The paper "Adaptive Unimodal Cost Volume Filtering for Deep Stereo Matching" by Zhang et al. addresses a significant challenge in the domain of stereo vision—specifically, the overfitting issues arising from under-constrained cost volumes in deep learning-based stereo matching algorithms. In contrast to the prevalent approach of treating disparity estimation as a regression problem, the authors introduce a method to directly apply constraints to the cost volume through an adaptive unimodal filtering mechanism. This approach seeks to improve the alignment of cost volume distributions with true disparities.

Key Contributions

  1. Unimodal Cost Volume Filtering: The authors propose to filter the cost volumes using unimodal distributions that peak at true disparities. This direct supervision aims to constrain the usually unconstrained cost volumes in deep stereo matching models, thus reducing overfitting.
  2. Adaptive Variance Estimation: To accommodate varying levels of confidence across different image regions, the proposed method estimates the variance of the unimodal distribution for each pixel. The variance estimation is handled by a Confidence Estimation Network (CENet), ensuring that the sharpness of the unimodal distribution reflects the uncertainty of pixel matching.
  3. Stereo Focal Loss: A novel Stereo Focal Loss is introduced to address the imbalance between the small number of positive matches (true disparities) and the overwhelming number of negative disparities. This focal loss formulation provides more attention to pixels with significant uncertainty, thereby reinforcing the learning of correct disparity estimation.

Numerical Results

The evaluation results reflect that the model outperforms existing methods, securing first place on the KITTI 2012 stereo benchmark and fourth place on the KITTI 2015 evaluation. These evaluations demonstrate notable advancements over PSMNet and GC-Net, the baseline models used for comparison.

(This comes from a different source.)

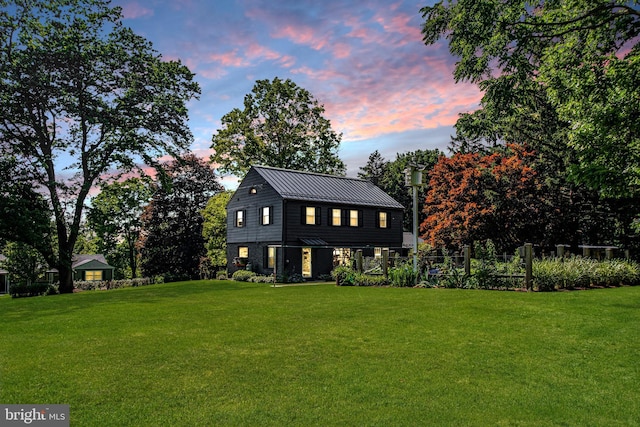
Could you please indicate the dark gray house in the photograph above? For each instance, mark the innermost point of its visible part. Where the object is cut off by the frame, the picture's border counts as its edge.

On the Scene Flow dataset, the authors report improvements in both End-Point Error (EPE) and the percentage of pixels with errors greater than 3 pixels (3PE) for both occluded and non-occluded areas when comparing their method, AcfNet, to PSMNet. Notably, AcfNet achieves an EPE of 0.867 px and achieves superior performance in handling occluded regions due to its adaptive confidence modeling.

Theoretical and Practical Implications

This method represents a shift in the standard practice of disparity estimation by focusing on cost volume through unimodal supervision and adaptive modeling of matching uncertainties. The theoretical construct of using a per-pixel variance to adapt the learning process under varying photometric and geometric conditions contributes significantly to understanding and mitigating the inherent weaknesses in end-to-end stereo networks. Practically, this has notable implications in domains relying heavily on precise depth estimation, like autonomous driving and augmented reality, where ambiguity in disparity estimation can lead to significant consequences.

Future Directions

The novel approach of adaptive cost volume filtering might inspire future research into fine-tuning cost distributions using other probabilistic models or exploring other methods for confidence interval estimation. Moreover, integrating multi-sensor fusion to complement this framework could extend its applicability and robustness in scenarios with challenging environmental conditions.

In essence, the proposed Adaptive Unimodal Cost Volume Filtering framework by Zhang et al. offers an insightful contribution towards enhancing the accuracy and generalization of deep stereo matching networks, suggesting promising directions for future exploration in 3D visual perception technologies.